Despite the fact that they are classified as chronic diseases and among the top four most common diseases affecting the world population [15], the impact of skin disorders is widely underestimated. The direct and indirect cost of treating skin diseases in the United States was 75 and 11 billion US dollars (USD), respectively [5].

Dermatological disorders such as vitiligo and psoriasis affect majority of people of all races. Extensive affected skin may result in social withdrawal, low personal relationships, embarrassment in sexual function, stigmatization, distress, anxiety, and difficulty finding work, all of which can lead to depression and quality of life impairments.

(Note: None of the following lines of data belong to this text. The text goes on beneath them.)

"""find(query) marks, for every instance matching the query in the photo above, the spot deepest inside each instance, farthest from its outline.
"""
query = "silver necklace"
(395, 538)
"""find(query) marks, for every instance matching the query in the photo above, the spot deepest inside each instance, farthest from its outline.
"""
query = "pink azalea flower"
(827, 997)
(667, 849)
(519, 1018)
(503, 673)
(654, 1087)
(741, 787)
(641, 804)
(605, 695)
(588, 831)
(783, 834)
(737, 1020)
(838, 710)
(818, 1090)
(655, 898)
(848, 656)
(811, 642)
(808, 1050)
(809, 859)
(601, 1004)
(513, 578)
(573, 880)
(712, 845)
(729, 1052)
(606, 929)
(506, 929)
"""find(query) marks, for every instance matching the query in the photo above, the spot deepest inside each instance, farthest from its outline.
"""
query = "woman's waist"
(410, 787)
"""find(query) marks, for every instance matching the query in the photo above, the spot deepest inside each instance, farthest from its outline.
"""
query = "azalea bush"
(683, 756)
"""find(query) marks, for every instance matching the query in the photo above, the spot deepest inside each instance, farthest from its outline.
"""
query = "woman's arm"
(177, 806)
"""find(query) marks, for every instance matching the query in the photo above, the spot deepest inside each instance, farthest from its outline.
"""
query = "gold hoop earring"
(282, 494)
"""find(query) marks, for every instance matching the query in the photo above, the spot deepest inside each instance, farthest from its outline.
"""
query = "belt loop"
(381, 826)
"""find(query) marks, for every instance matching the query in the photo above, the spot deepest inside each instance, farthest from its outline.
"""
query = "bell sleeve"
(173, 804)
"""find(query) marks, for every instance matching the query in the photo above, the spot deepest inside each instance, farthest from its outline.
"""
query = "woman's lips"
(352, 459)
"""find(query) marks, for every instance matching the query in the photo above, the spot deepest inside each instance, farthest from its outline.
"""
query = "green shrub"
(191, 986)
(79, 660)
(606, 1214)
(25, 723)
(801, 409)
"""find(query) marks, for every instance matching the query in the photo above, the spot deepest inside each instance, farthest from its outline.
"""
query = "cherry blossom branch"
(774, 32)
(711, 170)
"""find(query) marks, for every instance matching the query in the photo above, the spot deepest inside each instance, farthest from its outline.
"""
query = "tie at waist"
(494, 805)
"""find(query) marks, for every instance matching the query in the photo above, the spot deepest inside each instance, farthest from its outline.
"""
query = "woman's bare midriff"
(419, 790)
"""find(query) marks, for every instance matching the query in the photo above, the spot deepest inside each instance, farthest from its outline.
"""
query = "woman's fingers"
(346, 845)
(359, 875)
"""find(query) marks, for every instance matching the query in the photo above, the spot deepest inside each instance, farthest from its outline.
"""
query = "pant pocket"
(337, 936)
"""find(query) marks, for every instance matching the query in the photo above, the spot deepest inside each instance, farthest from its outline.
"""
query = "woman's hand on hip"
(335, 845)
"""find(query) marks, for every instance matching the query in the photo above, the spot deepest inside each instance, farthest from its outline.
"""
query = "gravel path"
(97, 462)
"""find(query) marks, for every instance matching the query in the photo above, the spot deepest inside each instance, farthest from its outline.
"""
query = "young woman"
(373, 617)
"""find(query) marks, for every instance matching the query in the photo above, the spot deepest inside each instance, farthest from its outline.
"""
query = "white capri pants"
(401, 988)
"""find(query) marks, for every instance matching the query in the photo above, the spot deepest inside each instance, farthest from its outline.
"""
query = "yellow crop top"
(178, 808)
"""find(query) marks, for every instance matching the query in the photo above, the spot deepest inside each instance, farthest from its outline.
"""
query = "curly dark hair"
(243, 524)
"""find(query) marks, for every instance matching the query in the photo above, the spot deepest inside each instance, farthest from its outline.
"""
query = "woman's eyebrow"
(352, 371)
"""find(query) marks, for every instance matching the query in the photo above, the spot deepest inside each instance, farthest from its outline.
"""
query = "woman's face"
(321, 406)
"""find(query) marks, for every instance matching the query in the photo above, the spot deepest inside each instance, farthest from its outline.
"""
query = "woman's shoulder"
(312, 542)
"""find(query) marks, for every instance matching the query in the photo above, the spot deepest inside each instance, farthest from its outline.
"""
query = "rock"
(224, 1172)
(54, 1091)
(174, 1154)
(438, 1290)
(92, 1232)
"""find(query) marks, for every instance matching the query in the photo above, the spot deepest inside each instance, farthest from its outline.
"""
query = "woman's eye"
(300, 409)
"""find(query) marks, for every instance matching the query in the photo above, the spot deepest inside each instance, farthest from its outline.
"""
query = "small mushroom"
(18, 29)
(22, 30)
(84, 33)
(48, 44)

Despite significant dermatologic complications and their association with poor HRQoL, no study has used an EQ-5D-5 L to assess health-related quality of life and associated factors in patients with DDs in Ethiopia. The European Quality of Life Group developed the EQ-5D-5 L, a generic, multi-attribute, utility-based health status tool that has recently been advocated to assess patients’ self-reported experiences and perceptions about their health status [16]. Mobility, self-care, daily activities, pain or discomfort, and anxiety or depressive symptoms are the five components of this tool [17]. As a result, this is the first study to use the EQ-5D-5 L to assess HRQoL in patients with DDs. Furthermore, a better understanding of these variables and the establishment of a utility value may improve intervention design and evaluation, as well as the integration of HRQoLassessment during patient care and decision-making.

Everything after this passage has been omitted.